W. Kamau Bell on the life lessons he learned from Anthony Bourdain

W. Kamau Bell on the life lessons he learned from Anthony Bourdain
W. Kamau Bell opens up about his friend Anthony Bourdain ahead of the final season premiere of "Parts Unknown" this weekend. Photo Credit: Getty Images

The world mourned this year as we lost one of our real-life giants of culture, Anthony Bourdain. People all over the world paid tribute to his tragic and untimely passing and CNN will be broadcasting the final seven episodes of his long running and critically acclaimed series Parts Unknown starting this Sunday. One of the notable guests that will be appearing in these last episodes is comedian — and fellow CNN colleague — W. Kamau Bell. We caught up with Bell ahead of his appearance at this year’s Tribeca TV Festival where he will be presenting the episode in a discussion moderated by CNN anchor John Berman with Director Morgan Fallon, Showrunner Sandy Zweig, and Executive Producer Lydia Tenaglia.

W. Kamau Bell on the life lessons he learned from Anthony Bourdain

W. Kamau Bell

W. Kamau Bell.

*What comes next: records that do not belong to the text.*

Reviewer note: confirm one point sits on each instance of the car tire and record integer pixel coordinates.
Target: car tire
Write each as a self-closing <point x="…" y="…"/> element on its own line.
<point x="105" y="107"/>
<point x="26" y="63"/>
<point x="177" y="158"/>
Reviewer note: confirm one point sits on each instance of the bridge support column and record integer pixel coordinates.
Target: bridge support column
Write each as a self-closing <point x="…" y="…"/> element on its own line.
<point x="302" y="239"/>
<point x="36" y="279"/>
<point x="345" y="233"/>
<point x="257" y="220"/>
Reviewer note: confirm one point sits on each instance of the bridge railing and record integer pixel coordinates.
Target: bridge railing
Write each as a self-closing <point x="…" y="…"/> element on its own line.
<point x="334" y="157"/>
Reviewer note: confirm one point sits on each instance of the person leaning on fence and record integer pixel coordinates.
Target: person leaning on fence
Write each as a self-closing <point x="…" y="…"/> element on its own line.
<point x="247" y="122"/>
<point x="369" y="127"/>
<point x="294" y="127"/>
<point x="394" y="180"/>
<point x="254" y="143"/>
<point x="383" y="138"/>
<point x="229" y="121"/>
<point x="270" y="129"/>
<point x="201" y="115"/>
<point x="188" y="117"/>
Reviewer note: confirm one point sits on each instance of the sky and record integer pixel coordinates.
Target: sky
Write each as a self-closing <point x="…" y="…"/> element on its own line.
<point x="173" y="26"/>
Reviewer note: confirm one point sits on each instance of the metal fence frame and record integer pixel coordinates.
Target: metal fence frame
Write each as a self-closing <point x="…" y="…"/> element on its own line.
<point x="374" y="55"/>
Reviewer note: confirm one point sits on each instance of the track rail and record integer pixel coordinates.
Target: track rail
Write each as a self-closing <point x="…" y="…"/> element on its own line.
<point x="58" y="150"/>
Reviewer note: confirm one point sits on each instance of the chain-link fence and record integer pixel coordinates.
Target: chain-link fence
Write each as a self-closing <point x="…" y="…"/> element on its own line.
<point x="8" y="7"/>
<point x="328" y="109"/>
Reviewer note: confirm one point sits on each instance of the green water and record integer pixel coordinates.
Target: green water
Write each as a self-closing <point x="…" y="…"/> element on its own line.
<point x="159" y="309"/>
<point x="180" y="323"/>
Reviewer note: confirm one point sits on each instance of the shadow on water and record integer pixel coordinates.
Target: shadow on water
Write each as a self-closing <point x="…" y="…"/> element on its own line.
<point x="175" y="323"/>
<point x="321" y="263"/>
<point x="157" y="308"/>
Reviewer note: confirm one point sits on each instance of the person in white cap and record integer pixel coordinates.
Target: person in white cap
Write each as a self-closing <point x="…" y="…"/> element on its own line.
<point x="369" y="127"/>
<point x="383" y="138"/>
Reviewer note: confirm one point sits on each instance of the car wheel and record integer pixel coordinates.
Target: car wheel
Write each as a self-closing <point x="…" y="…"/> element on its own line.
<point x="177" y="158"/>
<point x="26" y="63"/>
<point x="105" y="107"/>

Photo Credit: Getty Images 

You will be one of the guests on the final episodes of Parts Unknown, which will be screened at Tribeca. What was your experience like working with Anthony Bourdain and getting to know him over the years?

W. Kamau Bell: He was everything I wanted him to be and more. Funny, kind, empathic, interested, interesting. We constantly talked about the art of TV making, politics, comedy, and our kids.

I know it’s a hard thing to think about, but he had such a distinct presence in culture and how we report on the world outside of the U.S. What lessons did you learn from him and take to your show, The United Shades of America?

WKB: Most of the lessons I learned were about how to make better TV. Tony had been doing this for more than 15 years, so the battles I’m fighting 3 seasons into my show, he fought and won ten years ago. We talked about the importance of music how to get better music, the power of silence in editing, and how to conserve your energy when you are filming all day.

Lastly, with everything going on with this administration —is there any chance of reviving your podcast Politically Reactive with Hari Kondabolu?

WKB: Unfortunately I don't think so. Me and Hari are still great friends. I actually owe him a text now. But we both got so busy that it became too stressful to do. But we are already talking boa tother projects we can do together. There will be more Bell & Kondabolu or Kondabolu & Bell, depending on who you like more.